"Today's approval is another important milestone in the creation of tens of thousands of construction jobs, thousands of permanent jobs, and critically needed housing, including affordable housing," Gov. George Pataki says in a statement.

The $4-billion Atlantic Yards project is taking a 22-acre blighted part of the Brooklyn and transforming it into a mixed-use area that will include a stadium for the New Jersey Nets basketball team. Forest City Ratner expects the project to generate 17,000 new residents, 22,000 construction jobs, and 5,000 jobs once the project is complete. The project is also expected to generate $944 million in tax revenues for New York State.

For the project to go forward, eminent domain may be needed to acquire the last property holdouts.
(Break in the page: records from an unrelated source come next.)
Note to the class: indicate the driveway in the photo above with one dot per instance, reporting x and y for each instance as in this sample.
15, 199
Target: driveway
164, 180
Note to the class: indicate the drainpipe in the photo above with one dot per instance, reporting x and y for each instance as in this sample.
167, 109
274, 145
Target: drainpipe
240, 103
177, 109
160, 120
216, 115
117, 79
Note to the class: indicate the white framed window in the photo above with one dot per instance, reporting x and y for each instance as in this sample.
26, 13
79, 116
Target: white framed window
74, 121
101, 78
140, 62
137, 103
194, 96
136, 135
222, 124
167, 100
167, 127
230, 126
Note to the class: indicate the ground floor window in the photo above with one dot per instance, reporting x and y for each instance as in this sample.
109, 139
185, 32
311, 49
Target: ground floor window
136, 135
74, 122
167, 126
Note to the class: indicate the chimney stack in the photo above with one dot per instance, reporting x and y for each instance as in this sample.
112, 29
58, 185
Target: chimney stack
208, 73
In a notice for a public hearing issued in August 2006, Forest City Ratner listed 70 properties that would need to be taken through eminent domain. The majority of the properties are located on Atlantic Avenue, Flatbush Avenue, Pacific Street and Dean Street. Some property owners have filed lawsuits to keep their property from seizer by the government.

Develop Don't Destroy Brooklyn, a local community group, assembled Monday at City Hall to ask the PACB to postpone the vote on the General Project Plan. The group claims the plan is not ready for approval. Its two major concerns are: the validity and accuracy of the Environmental Impact Statement and full disclosure on the public financing and personal profit for the developer.

In the middle of November, the final Environmental Impact Statement was released and Develop Don't Destroy Brooklyn issued a statement calling it 'fatally flawed'. "As we dig into the FEIS we expect to find that it fails to accurately consider the very real adverse impacts caused by the project and that the proposed mitigations are insufficient."

It is uncertain whether the PACB will be able to reach the unanimous consensus it needs for the project to go forward. The three-person board of Pataki, Assembly Speaker Sheldon Silver and Senate Majority Leader Joseph Bruno could not agree in October on the Moynihan Station project, as reported by GlobeSt.com. Silver voted against the project. It remains to be seen how Silver will vote in regards to this project. But groups like Develop Don't Destroy Brooklyn are asking the PACB vote be put off until Gov.-elect Eliot Spitzer takes office.